They have taken every woodworking show off of my PBS station….I have no idea why, other than they would rather run shows about "Cooking with".....I like to eat, but I don't like to cook….Bring back my ww programs before I go nuts and go on a killing spree….....


----------



## BurlyBob (Mar 13, 2012)

Jim I've to agree with you about Scott Phillips and pocket hole screws. Yer also right about watching him to find out what not to do. As for the drinking game, I'm gonna try that and see what SWMBO says when I stagger out of the Man Cave. Don't have any buddies who woodwork or can keep up with me and adult beverages. They're one of my hobbies now that I'm retired I can enjoy them more freely.


----------



## bhacksaw (May 28, 2013)

I too have lost all woodworking shows. I've tried to email and facebook PBS and my local affiliate and have received no explanation.


----------



## DIYaholic (Jan 28, 2011)

With the addition of the digital sub-channels….
PBS now has a nation wide channel called "CREATE".
It broadcasts WW shows EVERY WEEK DAY!!!
Look it up on your local cable provider's list of networks….

Every morning at….
10:00am: Hometime or TOH or Ask TOH….
10:30am: Rough Cut or Woodsmith Shop or American Woodshop….

They repeat the 10:30am show at 4:30pm….

I get my WW show fix via CREATE!!!


----------



## DGunn (Feb 14, 2008)

Mine is not the Woodsmith guys, mine is the Woodwhisperer. Whenever I am typing on my blog, I always hear Marc's voice and wonder how he would try to explain this. I am nowhere near there yet, but I think it is a good goal to aspire to.


----------



## ColonelTravis (Mar 19, 2013)

Funny. I know this is a really old thread just revived but I've got Hendrik Varju's voice in my head a lot. Not just that, but every now and then when I'm doing something really mundane I pretend like I'm Hendrik.

If I'm getting ice for a drink I'll say something like, "OK, now what you don't want to do here is fill up your cup to the top first and then drop a bunch of ice cubes in there. The water will splash out and your hand will get all wet. So what you want to do is put the ice in first.

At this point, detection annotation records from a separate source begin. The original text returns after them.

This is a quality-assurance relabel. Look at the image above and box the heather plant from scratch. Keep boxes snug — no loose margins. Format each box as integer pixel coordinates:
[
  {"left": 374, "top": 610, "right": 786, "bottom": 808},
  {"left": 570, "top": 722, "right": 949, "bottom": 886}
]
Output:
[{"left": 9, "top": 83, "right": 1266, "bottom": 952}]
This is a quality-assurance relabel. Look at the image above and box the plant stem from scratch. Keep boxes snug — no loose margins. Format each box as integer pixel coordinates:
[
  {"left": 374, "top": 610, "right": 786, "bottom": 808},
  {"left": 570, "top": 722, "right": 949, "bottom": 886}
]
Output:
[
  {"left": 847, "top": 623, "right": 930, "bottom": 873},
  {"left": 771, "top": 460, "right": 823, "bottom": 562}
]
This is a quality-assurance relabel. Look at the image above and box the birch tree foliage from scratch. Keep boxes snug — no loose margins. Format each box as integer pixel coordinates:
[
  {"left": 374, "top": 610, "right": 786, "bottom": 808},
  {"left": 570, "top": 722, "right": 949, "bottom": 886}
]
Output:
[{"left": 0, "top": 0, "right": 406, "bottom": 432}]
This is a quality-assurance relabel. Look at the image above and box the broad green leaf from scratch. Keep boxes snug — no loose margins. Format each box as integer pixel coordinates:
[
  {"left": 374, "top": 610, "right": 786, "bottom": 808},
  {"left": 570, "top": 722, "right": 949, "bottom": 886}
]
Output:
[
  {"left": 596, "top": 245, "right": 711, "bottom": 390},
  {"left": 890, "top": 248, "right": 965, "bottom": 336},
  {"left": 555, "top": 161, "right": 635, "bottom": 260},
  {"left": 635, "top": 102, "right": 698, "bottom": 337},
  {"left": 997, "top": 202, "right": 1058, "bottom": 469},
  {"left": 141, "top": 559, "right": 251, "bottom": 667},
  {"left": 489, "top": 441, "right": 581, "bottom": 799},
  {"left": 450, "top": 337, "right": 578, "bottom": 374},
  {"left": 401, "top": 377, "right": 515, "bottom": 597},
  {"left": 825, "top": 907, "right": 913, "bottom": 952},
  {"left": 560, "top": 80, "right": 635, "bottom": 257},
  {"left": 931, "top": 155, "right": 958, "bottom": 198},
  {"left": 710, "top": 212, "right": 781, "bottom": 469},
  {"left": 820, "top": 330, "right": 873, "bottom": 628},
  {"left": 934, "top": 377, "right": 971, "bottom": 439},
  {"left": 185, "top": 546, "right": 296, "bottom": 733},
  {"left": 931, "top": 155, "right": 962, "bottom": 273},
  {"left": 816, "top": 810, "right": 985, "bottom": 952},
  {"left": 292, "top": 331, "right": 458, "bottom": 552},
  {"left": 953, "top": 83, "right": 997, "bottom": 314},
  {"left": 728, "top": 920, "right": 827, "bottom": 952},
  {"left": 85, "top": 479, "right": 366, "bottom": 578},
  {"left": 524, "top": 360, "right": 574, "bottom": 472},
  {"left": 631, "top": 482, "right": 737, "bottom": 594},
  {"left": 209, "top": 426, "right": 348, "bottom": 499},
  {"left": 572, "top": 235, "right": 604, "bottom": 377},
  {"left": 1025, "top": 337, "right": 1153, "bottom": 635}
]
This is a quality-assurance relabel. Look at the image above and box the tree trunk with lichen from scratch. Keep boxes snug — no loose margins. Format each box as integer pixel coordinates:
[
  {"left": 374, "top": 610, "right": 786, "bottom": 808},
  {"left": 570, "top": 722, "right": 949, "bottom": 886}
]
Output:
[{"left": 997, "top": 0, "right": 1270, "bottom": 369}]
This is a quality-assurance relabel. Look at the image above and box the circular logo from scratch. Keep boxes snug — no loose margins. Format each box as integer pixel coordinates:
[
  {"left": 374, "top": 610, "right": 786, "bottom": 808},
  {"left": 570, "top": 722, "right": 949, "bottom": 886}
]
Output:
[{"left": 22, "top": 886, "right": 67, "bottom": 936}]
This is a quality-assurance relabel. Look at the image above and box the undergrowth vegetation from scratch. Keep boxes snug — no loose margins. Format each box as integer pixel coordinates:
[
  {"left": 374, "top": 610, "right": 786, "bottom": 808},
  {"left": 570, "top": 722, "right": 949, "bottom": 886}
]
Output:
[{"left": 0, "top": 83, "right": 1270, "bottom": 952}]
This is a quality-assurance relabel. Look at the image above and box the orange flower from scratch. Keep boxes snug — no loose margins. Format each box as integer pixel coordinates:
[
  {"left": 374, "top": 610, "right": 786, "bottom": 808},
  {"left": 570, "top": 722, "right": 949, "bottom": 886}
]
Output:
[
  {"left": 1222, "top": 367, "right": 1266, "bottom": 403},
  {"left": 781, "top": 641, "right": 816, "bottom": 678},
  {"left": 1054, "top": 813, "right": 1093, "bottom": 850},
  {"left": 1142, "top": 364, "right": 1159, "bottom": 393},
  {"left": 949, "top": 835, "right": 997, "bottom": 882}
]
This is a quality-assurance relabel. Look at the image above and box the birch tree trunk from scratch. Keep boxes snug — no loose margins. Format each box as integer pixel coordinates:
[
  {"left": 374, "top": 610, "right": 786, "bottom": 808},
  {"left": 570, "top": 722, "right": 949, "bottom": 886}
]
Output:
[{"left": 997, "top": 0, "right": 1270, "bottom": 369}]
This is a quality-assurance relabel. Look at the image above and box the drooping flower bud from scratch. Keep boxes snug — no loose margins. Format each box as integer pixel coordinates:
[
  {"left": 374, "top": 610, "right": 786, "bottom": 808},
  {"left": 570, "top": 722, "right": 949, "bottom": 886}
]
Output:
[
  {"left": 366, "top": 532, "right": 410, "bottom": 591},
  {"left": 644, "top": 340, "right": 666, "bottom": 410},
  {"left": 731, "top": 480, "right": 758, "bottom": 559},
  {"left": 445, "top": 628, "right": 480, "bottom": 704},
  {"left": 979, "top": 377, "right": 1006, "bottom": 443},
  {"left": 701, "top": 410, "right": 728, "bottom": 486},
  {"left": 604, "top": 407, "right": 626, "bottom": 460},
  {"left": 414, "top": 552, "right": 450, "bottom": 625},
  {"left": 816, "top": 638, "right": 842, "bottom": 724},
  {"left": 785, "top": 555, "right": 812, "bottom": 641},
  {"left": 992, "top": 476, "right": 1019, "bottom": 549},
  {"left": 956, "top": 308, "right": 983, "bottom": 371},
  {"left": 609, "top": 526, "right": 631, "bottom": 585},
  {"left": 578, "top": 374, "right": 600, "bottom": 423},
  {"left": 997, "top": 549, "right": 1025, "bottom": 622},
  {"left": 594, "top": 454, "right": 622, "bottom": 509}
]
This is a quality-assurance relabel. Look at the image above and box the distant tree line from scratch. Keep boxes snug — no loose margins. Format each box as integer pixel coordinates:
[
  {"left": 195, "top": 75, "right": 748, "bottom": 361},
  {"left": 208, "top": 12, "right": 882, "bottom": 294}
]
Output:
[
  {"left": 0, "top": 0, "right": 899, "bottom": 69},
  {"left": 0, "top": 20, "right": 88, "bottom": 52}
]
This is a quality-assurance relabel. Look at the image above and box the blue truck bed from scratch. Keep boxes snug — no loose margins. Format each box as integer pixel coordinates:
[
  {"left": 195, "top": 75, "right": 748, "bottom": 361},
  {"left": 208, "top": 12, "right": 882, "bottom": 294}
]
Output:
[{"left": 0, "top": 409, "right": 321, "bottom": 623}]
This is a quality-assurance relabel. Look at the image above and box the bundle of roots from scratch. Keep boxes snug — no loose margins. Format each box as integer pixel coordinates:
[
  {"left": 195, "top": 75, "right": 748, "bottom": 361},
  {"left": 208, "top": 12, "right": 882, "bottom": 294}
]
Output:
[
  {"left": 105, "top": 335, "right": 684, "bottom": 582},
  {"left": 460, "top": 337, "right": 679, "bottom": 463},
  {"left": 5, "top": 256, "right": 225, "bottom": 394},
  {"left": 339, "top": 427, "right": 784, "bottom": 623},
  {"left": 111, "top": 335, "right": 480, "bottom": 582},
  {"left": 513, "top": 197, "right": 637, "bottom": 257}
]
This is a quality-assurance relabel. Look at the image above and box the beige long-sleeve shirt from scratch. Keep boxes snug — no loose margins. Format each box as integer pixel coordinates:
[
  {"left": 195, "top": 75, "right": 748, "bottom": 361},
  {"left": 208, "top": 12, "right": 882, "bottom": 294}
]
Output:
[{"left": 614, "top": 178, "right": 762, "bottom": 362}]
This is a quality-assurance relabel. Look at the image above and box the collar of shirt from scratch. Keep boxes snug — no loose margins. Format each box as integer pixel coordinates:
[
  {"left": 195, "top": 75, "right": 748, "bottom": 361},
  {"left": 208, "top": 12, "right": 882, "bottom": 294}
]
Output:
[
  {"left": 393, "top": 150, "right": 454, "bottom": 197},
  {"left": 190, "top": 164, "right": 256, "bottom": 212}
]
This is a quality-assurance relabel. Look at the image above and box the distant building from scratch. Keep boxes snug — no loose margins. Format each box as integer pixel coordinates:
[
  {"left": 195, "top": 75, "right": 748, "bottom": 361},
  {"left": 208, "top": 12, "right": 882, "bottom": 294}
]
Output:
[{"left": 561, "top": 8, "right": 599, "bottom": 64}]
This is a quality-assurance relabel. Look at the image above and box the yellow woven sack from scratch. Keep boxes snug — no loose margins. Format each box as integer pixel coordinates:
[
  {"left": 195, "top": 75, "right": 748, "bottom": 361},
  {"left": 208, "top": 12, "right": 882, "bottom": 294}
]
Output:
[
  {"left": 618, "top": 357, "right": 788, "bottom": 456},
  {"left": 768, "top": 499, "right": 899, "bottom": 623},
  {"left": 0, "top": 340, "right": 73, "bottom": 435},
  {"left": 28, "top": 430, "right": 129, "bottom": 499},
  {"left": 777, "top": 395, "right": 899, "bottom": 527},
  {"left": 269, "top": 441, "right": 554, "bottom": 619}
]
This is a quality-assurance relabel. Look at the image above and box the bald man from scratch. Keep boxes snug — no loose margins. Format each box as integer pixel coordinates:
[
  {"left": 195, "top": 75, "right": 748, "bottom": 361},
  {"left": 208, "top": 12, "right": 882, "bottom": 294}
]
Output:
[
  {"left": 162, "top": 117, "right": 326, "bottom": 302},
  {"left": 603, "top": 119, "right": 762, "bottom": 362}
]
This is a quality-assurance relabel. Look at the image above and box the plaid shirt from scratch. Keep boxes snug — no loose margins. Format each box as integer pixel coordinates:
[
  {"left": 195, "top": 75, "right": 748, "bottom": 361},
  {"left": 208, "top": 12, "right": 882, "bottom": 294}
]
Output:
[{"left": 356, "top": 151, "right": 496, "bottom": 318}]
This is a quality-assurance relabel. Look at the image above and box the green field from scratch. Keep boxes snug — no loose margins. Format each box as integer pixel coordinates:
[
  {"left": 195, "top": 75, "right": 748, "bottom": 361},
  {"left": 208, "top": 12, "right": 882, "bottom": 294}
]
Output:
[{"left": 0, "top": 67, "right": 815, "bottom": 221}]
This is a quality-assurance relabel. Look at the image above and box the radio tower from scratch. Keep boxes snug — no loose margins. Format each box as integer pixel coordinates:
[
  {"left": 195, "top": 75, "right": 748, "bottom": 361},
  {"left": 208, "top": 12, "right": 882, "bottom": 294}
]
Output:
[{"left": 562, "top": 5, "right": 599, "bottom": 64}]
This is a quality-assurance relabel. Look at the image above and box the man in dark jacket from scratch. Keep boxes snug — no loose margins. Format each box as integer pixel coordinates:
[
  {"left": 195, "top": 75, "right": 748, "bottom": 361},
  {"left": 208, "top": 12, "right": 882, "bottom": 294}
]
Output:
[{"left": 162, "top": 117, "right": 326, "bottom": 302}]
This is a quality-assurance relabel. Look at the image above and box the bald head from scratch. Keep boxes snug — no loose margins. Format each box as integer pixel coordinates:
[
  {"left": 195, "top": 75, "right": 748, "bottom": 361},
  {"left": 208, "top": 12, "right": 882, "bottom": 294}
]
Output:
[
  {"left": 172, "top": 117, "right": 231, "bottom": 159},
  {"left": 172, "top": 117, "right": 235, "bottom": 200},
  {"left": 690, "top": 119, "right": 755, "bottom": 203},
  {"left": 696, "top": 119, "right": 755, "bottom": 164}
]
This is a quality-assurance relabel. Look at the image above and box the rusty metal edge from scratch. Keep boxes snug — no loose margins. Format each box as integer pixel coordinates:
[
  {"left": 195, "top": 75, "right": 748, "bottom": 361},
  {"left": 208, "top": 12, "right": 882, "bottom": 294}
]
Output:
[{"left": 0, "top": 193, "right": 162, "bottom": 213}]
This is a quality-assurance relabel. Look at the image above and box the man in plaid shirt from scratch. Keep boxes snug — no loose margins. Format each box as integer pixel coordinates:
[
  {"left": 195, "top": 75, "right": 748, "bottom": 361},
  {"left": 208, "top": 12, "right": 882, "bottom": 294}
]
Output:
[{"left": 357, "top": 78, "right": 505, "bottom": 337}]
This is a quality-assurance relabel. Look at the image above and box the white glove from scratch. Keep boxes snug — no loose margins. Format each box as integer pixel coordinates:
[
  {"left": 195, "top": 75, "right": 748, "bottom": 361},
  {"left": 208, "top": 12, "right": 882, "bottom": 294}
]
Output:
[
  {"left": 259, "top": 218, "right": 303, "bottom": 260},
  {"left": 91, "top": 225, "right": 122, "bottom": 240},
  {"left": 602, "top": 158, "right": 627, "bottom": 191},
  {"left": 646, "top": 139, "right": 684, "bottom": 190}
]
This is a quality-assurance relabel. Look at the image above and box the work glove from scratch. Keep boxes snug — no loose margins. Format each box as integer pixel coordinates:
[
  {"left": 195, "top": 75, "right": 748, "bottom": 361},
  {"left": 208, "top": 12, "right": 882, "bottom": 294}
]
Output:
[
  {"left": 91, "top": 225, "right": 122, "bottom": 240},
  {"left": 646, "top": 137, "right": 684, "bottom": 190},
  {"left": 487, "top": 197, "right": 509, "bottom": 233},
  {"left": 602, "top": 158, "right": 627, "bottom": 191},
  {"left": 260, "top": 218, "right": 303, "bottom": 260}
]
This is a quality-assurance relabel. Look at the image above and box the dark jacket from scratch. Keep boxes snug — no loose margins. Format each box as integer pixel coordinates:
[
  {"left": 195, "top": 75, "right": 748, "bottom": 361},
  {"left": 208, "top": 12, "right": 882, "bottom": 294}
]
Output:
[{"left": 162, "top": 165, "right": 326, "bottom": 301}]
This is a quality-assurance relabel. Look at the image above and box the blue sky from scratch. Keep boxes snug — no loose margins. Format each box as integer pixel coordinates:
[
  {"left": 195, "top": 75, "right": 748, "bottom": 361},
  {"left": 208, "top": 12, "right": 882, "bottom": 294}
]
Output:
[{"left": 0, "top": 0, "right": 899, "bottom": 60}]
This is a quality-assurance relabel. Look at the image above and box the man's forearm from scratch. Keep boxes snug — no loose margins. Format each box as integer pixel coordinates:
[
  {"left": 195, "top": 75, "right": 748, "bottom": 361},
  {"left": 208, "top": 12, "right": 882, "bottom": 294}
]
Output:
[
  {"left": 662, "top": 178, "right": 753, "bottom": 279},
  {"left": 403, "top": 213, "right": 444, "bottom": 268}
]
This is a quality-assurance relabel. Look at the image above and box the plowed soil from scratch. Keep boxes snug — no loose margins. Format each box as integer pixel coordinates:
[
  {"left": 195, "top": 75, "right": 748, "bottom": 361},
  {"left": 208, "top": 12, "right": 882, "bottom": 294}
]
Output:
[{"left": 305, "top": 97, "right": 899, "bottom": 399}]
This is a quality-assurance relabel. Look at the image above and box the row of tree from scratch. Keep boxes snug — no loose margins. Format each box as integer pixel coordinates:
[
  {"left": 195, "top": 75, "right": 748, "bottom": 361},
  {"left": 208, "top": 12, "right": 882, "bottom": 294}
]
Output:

Then fill up the cup. I can't tell you how many times I've heard from cup drinkers they've filled up the cup first and then put in the ice cubes and ended up having to get a paper towel, maybe even two or three paper towels."


----------



## DrDirt (Feb 26, 2008)

I really miss Norm.

Sure he liked brads, but he built more interesting projects, and it didn't seem like you needed to find a specialty slab dealer and sell your first born, like Tommy's show.

All do great work, but I watched Norm and always felt more like "I could/will give that a shot" I think he had great influence on a generation with almost 30 years of NYW


----------



## handsawgeek (Jul 31, 2014)

I record Woodsmith Shop and watch most of the shows. My problem is that I am a hand tool woodworker and everything on Woodsmith Shop is…

"Well, let's go ahead and head over to the table saw and see how to make the perfect cut…."

It's not the show for us hand-tool weirdos, but I still come away with some good info now and then.

C'mon guys….I find ol' Don to be a GREAT TV personality…..


----------